Donor Strains of the Soft-Rot Bacterium Erwinia chrysanthemi and Conjugational Transfer of the Pectolytic Capacity

Abstract

Donor strains of Erwinia chrysanthemi ICPB EC16, a member of the soft-rot (pectolytic) section of the enterobacterial genus Erwinia , were obtained by chromosomal integration of an F′ lac + plasmid originating from Escherichia coli . These stable donor strains, selected from an unstable F′ lac + heterogenote by repeated platings of single Lac + colonies on lactose minimal agar, do not segregate (as does the parent F′ lac + heterogenote) into Lac − or F − clones, in either the presence or absence of acridine orange. One representative donor strain (from the 12 that have been selected) has been examined in more detail; it can transfer ade + , gal + , gtu + (utilization of galacturonate), his + , lac + , leu + , lys + , mcu + (multiple carbohydrate utilization), pat + (production of polygalacturonic acid trans -eliminase), thr + , and trp + in a polarized manner to appropriate recipient strains of E. chrysanthemi ; the frequencies of ade + , leu + , and thr + transfer were higher than those of the other markers tested to date.

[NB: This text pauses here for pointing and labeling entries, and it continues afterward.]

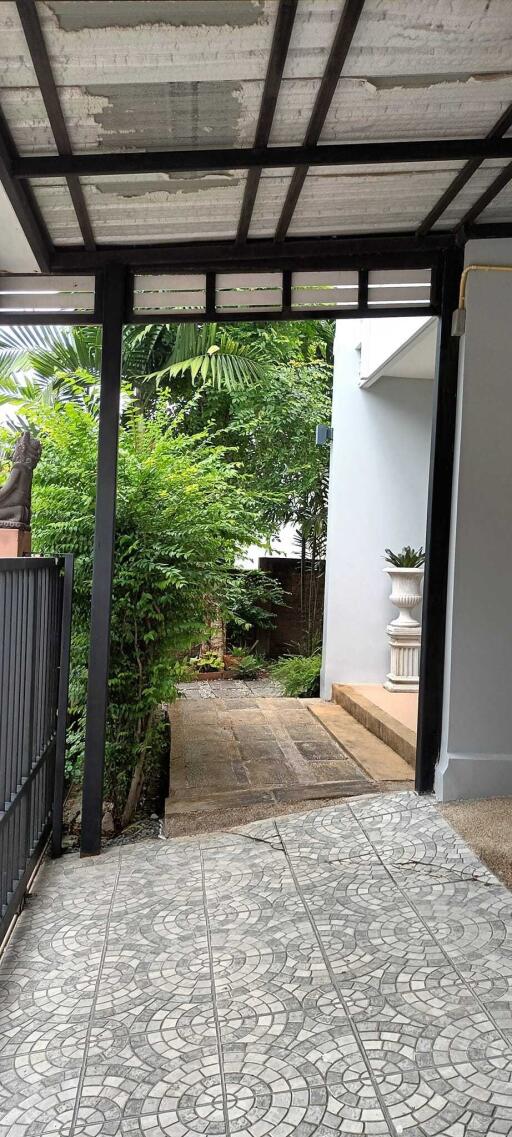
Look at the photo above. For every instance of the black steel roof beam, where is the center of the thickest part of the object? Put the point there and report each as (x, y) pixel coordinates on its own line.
(496, 132)
(330, 154)
(484, 200)
(360, 251)
(23, 201)
(41, 63)
(279, 50)
(338, 54)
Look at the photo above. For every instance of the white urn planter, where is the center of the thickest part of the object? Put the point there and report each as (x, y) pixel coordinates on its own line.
(404, 632)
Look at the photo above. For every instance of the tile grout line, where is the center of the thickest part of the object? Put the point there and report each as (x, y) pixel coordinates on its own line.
(333, 980)
(214, 999)
(435, 938)
(93, 1004)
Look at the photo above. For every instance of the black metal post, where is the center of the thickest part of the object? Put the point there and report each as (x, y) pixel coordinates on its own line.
(114, 310)
(438, 523)
(62, 706)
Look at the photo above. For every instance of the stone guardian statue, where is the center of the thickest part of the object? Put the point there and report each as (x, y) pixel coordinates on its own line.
(16, 494)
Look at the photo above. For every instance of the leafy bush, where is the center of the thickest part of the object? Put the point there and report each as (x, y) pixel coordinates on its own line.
(298, 674)
(253, 597)
(249, 666)
(409, 557)
(183, 515)
(209, 661)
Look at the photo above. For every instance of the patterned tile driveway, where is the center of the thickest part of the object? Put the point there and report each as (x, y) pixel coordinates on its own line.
(344, 971)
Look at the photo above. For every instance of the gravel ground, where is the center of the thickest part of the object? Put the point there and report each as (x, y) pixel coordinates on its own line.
(486, 826)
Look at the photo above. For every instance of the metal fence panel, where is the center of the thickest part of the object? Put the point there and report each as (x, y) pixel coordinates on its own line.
(35, 604)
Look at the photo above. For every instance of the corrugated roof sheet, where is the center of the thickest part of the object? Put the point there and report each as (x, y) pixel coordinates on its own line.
(168, 74)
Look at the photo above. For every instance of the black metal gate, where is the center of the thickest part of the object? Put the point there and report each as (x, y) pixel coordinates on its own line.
(35, 607)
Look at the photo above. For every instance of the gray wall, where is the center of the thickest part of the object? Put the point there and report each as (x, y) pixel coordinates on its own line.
(477, 731)
(377, 499)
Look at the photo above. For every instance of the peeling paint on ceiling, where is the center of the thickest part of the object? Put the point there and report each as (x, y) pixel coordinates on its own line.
(147, 116)
(77, 15)
(167, 184)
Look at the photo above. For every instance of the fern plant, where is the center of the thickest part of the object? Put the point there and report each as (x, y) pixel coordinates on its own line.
(409, 557)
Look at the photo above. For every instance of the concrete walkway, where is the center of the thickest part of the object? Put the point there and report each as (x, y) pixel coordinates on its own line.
(344, 971)
(236, 756)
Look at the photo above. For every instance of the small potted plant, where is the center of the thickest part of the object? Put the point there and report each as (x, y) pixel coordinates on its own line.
(406, 573)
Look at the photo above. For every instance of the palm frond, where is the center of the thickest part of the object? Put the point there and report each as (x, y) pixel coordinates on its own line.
(203, 353)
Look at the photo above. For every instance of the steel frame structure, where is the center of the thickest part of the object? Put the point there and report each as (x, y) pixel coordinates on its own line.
(114, 267)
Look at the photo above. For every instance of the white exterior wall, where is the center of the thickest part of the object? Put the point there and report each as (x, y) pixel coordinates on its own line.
(377, 497)
(477, 730)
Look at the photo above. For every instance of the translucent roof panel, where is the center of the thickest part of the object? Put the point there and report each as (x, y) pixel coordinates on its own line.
(145, 75)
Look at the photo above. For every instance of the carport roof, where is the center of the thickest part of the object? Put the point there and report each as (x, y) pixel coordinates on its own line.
(147, 130)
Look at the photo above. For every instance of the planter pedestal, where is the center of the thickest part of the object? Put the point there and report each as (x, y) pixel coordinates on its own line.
(404, 633)
(404, 664)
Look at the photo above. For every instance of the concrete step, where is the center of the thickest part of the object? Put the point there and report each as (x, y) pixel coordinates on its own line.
(377, 758)
(379, 722)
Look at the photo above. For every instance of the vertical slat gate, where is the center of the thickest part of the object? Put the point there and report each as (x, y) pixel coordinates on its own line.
(35, 610)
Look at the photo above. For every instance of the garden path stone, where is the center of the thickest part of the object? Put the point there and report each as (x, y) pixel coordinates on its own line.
(237, 757)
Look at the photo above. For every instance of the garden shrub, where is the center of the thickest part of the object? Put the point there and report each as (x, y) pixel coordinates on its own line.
(183, 515)
(298, 674)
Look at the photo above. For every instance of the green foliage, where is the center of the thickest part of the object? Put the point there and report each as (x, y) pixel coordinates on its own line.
(409, 557)
(253, 597)
(298, 674)
(183, 515)
(249, 666)
(209, 355)
(209, 661)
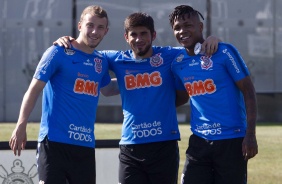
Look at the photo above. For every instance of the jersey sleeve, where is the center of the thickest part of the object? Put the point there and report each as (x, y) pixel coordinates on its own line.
(234, 63)
(175, 67)
(48, 64)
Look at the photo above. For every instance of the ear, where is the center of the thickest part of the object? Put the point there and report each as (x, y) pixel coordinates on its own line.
(154, 35)
(106, 31)
(201, 26)
(126, 37)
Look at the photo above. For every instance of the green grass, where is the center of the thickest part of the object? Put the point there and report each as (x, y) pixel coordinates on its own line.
(265, 168)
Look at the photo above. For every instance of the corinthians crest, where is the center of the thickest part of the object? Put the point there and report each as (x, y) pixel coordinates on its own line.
(18, 175)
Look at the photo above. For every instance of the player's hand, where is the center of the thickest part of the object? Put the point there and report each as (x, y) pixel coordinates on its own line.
(210, 45)
(18, 140)
(249, 146)
(64, 41)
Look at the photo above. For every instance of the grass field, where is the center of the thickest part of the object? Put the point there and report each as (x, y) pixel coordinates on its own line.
(265, 168)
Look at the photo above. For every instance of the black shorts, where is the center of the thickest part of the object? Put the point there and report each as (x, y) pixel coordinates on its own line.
(152, 163)
(214, 162)
(60, 163)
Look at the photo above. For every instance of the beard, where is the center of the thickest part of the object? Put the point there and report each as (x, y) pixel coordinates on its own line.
(143, 51)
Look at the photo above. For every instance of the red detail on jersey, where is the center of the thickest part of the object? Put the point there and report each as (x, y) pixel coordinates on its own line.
(200, 87)
(86, 87)
(142, 80)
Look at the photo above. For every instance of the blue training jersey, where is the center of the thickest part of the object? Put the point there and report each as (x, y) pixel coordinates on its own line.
(148, 94)
(70, 97)
(217, 104)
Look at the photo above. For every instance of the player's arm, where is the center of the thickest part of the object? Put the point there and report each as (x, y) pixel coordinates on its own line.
(181, 97)
(210, 45)
(249, 145)
(64, 41)
(18, 139)
(111, 89)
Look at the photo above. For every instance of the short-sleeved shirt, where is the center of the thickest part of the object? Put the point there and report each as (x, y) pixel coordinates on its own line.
(217, 104)
(69, 102)
(148, 95)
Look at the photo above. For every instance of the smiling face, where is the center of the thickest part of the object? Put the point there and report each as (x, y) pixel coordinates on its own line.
(92, 30)
(140, 40)
(188, 30)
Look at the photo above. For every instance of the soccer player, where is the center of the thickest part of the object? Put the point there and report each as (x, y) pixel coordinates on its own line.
(70, 80)
(148, 147)
(223, 105)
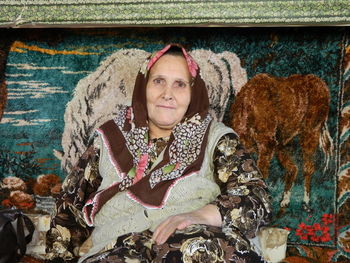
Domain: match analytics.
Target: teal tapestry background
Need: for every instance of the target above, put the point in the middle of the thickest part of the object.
(44, 66)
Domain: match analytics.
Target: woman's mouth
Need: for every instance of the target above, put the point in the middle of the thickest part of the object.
(166, 107)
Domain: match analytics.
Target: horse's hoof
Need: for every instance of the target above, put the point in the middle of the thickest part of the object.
(281, 212)
(306, 207)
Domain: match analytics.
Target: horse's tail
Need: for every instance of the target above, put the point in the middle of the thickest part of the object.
(326, 145)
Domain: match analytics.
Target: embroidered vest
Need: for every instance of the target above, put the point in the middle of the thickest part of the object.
(122, 214)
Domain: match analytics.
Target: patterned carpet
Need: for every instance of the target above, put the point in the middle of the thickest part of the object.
(54, 81)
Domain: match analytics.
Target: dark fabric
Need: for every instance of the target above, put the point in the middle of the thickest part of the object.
(195, 244)
(231, 238)
(116, 139)
(13, 241)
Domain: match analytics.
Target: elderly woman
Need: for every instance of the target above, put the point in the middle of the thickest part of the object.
(162, 181)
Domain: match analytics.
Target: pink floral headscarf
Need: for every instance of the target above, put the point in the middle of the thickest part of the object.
(126, 138)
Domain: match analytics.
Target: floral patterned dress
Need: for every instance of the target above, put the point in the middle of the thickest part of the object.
(244, 205)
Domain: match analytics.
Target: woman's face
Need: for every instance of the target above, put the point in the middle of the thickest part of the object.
(168, 92)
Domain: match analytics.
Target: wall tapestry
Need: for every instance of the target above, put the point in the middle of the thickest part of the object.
(286, 91)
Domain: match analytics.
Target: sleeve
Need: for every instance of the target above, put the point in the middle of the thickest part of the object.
(244, 202)
(68, 229)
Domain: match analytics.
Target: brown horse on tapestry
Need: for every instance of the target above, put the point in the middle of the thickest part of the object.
(269, 112)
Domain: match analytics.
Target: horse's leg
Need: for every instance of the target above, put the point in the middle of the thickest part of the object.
(309, 143)
(266, 150)
(285, 157)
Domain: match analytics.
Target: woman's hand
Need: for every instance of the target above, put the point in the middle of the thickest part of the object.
(207, 215)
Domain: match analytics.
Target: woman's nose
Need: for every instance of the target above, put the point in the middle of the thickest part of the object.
(168, 94)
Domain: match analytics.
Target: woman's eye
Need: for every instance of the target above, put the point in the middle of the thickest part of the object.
(158, 81)
(180, 84)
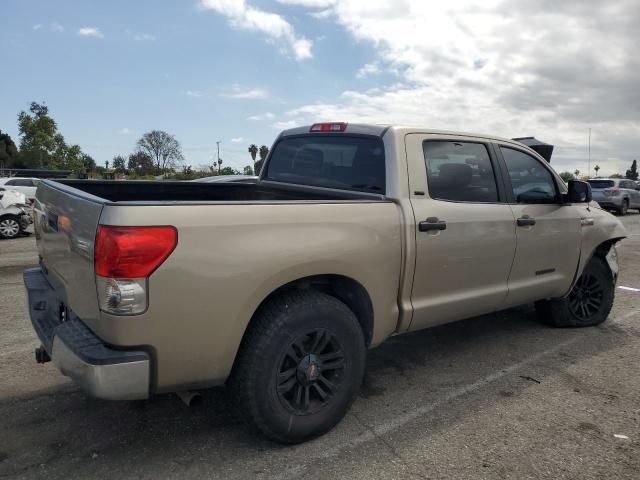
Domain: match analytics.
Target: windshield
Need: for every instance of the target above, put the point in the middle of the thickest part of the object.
(602, 183)
(340, 161)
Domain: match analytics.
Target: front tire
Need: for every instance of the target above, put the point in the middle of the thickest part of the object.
(10, 226)
(589, 302)
(300, 366)
(622, 211)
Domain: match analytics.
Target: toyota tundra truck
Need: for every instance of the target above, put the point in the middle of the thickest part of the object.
(276, 288)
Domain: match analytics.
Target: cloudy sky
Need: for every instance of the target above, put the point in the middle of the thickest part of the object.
(238, 71)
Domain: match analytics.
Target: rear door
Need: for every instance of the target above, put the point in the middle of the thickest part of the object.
(464, 231)
(548, 232)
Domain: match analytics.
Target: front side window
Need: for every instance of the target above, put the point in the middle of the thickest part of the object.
(341, 161)
(459, 172)
(530, 180)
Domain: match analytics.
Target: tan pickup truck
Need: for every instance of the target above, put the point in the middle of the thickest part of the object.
(352, 233)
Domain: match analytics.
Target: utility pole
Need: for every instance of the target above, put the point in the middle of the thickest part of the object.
(218, 144)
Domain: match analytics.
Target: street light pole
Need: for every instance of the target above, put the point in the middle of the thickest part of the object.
(589, 166)
(218, 144)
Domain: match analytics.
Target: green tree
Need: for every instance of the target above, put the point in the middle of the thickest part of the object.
(632, 173)
(566, 176)
(253, 150)
(229, 171)
(39, 137)
(263, 152)
(42, 146)
(89, 164)
(140, 163)
(163, 148)
(119, 164)
(8, 151)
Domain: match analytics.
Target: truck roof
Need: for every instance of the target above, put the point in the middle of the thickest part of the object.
(381, 129)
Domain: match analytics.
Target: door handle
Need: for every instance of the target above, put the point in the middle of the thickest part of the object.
(525, 221)
(431, 224)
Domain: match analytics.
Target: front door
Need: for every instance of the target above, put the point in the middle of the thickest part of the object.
(464, 232)
(547, 231)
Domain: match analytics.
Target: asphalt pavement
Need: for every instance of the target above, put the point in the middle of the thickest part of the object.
(498, 396)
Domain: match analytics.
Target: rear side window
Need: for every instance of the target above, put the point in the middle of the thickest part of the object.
(598, 184)
(21, 182)
(530, 180)
(459, 171)
(343, 162)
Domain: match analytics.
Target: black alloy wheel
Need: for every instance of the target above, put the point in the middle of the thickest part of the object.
(310, 372)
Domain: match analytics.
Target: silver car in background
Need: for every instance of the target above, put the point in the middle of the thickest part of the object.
(617, 194)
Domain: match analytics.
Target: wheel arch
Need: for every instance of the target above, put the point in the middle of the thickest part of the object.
(349, 291)
(601, 250)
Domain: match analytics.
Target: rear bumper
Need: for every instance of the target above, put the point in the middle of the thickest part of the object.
(609, 202)
(99, 369)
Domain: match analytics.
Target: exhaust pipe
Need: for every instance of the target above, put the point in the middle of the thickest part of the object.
(41, 355)
(190, 398)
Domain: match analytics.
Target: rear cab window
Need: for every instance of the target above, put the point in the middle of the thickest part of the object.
(331, 161)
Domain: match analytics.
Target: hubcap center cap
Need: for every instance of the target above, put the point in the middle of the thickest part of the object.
(309, 369)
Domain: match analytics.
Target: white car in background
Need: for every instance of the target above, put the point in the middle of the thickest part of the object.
(14, 213)
(24, 185)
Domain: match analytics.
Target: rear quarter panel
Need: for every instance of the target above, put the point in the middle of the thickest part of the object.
(230, 257)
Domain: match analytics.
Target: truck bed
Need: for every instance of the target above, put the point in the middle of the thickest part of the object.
(151, 191)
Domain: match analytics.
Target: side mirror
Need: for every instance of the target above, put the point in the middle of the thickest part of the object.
(579, 192)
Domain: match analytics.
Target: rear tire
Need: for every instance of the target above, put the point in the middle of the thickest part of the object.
(10, 226)
(300, 366)
(588, 303)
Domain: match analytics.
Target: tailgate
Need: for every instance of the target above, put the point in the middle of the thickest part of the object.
(66, 220)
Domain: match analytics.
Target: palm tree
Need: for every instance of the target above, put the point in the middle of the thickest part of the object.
(264, 151)
(253, 150)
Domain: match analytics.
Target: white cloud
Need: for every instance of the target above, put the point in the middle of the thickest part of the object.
(92, 32)
(260, 117)
(144, 37)
(242, 16)
(54, 27)
(286, 124)
(238, 92)
(310, 3)
(523, 70)
(368, 69)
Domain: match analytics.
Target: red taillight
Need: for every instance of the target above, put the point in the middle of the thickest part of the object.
(328, 127)
(132, 252)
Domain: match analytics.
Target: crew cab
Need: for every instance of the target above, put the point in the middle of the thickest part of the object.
(277, 287)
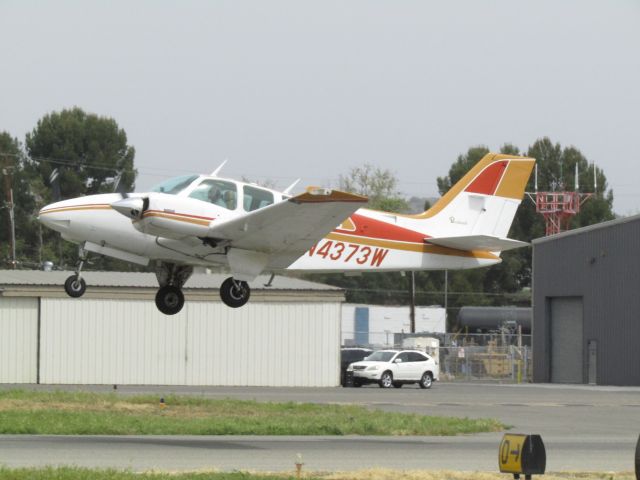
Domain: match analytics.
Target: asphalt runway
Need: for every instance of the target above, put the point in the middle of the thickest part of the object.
(584, 429)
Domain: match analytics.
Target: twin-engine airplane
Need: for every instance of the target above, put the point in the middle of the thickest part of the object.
(202, 220)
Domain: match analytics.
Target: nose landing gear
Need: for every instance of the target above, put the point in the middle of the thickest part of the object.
(75, 286)
(169, 299)
(234, 293)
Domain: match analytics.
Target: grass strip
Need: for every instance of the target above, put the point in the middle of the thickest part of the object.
(81, 413)
(72, 473)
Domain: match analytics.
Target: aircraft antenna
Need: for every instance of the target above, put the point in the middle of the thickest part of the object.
(287, 190)
(217, 170)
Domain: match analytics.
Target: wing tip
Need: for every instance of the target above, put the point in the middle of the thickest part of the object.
(323, 195)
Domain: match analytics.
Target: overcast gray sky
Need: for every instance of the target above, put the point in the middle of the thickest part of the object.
(289, 89)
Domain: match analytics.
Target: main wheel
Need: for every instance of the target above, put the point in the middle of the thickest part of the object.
(234, 293)
(75, 286)
(426, 381)
(386, 380)
(169, 299)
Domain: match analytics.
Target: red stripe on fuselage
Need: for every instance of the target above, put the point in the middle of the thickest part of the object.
(371, 228)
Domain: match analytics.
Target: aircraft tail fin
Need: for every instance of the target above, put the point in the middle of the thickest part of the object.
(482, 203)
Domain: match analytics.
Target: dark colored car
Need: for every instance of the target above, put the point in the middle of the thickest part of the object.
(348, 356)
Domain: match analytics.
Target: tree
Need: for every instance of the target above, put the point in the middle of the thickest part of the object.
(556, 167)
(25, 185)
(377, 184)
(89, 151)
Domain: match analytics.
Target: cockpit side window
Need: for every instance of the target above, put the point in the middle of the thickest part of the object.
(254, 198)
(219, 192)
(173, 186)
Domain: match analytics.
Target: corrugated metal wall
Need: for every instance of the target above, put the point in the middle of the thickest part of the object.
(18, 340)
(130, 342)
(602, 266)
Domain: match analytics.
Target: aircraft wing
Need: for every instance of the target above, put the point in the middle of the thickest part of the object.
(288, 229)
(477, 242)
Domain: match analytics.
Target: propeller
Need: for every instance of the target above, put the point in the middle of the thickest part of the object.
(131, 207)
(54, 182)
(118, 186)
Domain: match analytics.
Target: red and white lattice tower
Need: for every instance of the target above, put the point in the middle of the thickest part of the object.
(559, 207)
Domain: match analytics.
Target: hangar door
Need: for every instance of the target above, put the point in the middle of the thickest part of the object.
(566, 340)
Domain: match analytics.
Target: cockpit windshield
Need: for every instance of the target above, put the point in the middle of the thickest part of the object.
(173, 186)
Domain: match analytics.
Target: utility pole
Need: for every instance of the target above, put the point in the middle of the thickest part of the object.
(412, 302)
(6, 171)
(446, 294)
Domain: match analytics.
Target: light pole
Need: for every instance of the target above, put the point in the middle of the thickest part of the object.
(12, 226)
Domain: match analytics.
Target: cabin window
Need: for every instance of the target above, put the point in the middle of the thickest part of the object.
(217, 192)
(255, 198)
(173, 186)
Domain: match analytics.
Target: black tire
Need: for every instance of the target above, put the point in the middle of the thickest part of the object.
(169, 300)
(234, 293)
(74, 286)
(386, 380)
(426, 381)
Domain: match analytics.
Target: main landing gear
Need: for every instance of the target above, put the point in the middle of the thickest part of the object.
(170, 299)
(171, 278)
(75, 286)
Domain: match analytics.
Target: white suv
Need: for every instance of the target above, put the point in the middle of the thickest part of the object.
(394, 368)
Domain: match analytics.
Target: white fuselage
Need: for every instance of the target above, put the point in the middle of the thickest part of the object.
(174, 227)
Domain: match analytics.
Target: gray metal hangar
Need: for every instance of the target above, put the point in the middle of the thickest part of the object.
(586, 305)
(287, 335)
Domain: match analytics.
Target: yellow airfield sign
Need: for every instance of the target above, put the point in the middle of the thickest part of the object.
(522, 454)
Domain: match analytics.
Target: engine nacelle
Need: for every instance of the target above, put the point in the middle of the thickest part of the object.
(169, 216)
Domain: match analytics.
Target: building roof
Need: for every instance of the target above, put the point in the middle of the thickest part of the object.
(589, 228)
(148, 280)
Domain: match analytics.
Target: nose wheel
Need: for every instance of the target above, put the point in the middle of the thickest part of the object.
(75, 286)
(169, 299)
(234, 293)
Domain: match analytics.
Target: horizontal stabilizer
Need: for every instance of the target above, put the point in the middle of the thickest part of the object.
(477, 242)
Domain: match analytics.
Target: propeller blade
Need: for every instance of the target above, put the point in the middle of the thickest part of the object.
(131, 207)
(118, 186)
(54, 182)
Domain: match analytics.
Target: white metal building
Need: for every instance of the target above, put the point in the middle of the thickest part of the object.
(375, 324)
(287, 335)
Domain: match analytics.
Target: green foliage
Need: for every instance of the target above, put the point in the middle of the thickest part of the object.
(377, 184)
(63, 413)
(27, 189)
(89, 151)
(502, 284)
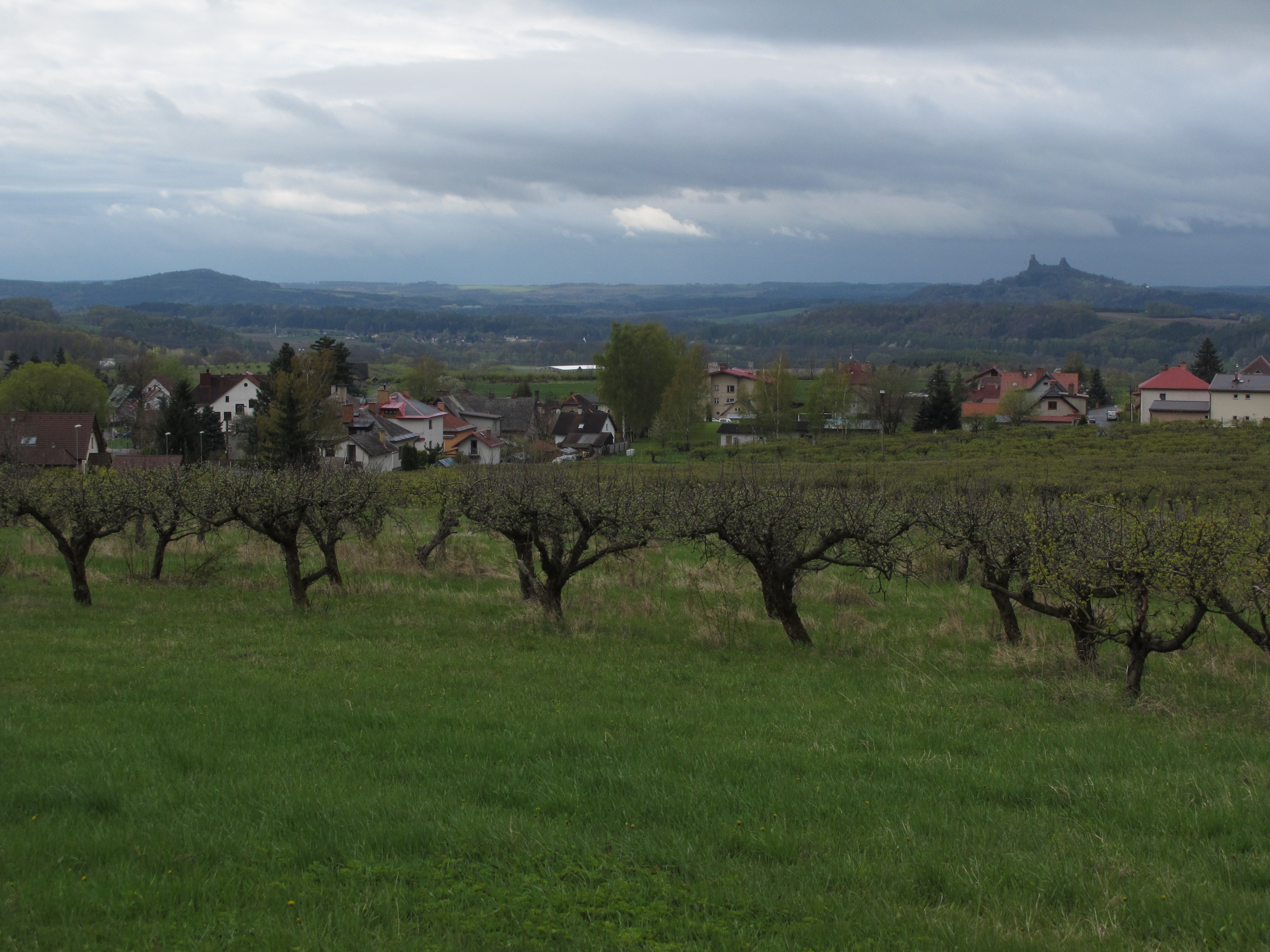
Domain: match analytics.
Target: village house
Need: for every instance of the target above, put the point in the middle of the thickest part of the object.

This donor strain transfers lac + genes during a 6-h mating on membranes; most of the Lac + recombinants are donors of chromosomal markers. The kinetics of entry as well as the frequencies of transfer of chromosomal markers indicate that thr + and leu + enter the recipient as proximal markers and that lac + enters as a distal marker. Analysis of the recombinants demonstrates close linkage between thr and leu, ade and thr, his and pat , and his and trp loci. The results suggest that the integration of F′ lac + into the chromosome of E. chrysanthemi has occurred at a region adjacent to the leu-thr loci, and that the chromosome is transferred in the following sequence: origin---- leu--thr--ade--lys--mcu--pat--his--trp--gal--gtu--lac --F. Plant-tissue maceration occurs in Pat + recombinants and not in Pat − recombinants, even though both form another pectolytic enzyme, hydrolytic polygalacturonase. This genetic evidence supports the idea that the E. chrysanthemi polygalacturonic acid trans -eliminase plays an essential role in bringing about plant-tissue maceration.